Shows such as 60 Minutes and other establishment-media sources have celebrated the fact that Coburn and Obama developed a friendship in the Senate that continues to this day. In 2013, Obama even penned an essay on Coburn for Time magazine in which he praised his friend and said: “Each of us still hopes the other will see the light. But in the meantime, we’ll settle for being friends.”
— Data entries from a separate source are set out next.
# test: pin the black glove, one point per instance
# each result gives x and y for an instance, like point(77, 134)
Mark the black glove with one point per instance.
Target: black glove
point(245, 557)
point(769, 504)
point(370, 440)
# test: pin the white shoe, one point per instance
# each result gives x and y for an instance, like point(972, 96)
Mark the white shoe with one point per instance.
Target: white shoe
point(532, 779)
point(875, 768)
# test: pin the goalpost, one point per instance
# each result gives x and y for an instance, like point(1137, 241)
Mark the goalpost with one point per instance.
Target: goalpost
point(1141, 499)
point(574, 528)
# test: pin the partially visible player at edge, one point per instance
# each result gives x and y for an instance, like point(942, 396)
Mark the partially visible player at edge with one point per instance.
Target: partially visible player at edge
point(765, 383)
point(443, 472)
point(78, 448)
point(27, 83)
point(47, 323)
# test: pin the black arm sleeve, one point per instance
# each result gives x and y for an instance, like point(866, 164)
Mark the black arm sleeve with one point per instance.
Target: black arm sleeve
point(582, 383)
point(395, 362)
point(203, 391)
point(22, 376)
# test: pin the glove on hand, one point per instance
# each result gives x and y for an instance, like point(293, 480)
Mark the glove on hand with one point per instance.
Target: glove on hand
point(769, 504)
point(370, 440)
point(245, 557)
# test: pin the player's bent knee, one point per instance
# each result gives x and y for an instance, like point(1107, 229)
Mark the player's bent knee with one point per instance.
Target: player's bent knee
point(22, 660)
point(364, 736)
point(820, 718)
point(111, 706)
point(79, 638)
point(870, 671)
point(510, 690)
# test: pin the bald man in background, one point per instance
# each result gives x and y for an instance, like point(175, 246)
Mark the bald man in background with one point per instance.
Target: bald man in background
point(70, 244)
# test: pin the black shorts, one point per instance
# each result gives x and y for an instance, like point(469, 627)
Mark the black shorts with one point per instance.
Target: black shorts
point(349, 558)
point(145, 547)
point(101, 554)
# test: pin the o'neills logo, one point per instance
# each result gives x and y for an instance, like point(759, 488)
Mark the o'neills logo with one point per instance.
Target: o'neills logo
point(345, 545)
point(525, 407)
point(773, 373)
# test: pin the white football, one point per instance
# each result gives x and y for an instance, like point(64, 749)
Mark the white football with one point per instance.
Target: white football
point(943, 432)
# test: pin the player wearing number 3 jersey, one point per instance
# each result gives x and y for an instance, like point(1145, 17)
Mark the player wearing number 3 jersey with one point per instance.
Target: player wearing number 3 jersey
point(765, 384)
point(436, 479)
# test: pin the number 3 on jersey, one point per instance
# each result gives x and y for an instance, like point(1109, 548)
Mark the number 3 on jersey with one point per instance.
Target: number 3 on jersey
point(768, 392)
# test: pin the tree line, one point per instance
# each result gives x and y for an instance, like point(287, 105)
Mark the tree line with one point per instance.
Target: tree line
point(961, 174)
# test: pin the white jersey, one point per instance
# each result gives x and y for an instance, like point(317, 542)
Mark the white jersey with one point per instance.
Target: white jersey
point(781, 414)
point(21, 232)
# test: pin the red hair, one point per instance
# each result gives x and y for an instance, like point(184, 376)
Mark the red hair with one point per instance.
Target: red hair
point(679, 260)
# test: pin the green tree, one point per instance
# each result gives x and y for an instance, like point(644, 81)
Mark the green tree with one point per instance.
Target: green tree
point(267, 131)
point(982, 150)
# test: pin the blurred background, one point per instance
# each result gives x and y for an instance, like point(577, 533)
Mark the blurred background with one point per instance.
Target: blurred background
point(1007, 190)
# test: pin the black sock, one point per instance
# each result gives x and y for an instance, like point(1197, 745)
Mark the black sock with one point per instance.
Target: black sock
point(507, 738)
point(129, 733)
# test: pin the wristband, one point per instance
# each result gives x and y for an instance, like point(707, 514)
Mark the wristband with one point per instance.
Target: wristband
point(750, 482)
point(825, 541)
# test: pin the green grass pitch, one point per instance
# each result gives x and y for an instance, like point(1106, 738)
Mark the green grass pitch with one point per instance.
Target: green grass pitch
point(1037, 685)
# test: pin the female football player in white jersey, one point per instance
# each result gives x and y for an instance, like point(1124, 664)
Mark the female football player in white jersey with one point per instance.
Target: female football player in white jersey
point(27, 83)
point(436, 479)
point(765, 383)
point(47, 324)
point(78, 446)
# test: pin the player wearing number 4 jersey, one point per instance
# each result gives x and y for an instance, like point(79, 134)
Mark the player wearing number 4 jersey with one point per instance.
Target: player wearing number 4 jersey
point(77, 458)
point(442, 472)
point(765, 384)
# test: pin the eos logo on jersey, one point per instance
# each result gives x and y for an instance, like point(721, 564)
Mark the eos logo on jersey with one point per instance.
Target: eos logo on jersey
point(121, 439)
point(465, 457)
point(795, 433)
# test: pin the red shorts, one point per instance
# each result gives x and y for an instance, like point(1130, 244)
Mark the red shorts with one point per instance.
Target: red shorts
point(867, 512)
Worthy sentiments, and while we should celebrate elected officials who can remain civil and sometimes overcome their differences to reach common ground, Tom Coburn’s contribution to Washington, D.C., culture includes his habit of not putting friendship first and letting disagreements slide or be papered over for the sake of comity. “That’s the way we got in this mess,” he told me once. “Well-meaning people who decided that in order to get along, they would spend other people’s money and mortgage the country’s future.”
Tom Coburn never forgot that members of Congress are spending the hard-earned money of the people back home. Even a lot of conservatives end up forgetting that. Here’s hoping that back in the private sector, Tom Coburn keeps up the fight for his beliefs and that he remains a constant reminder to lawmakers and the White House of ethical standards to which all should aspire.
— John Fund is national-affairs correspondent for NRO.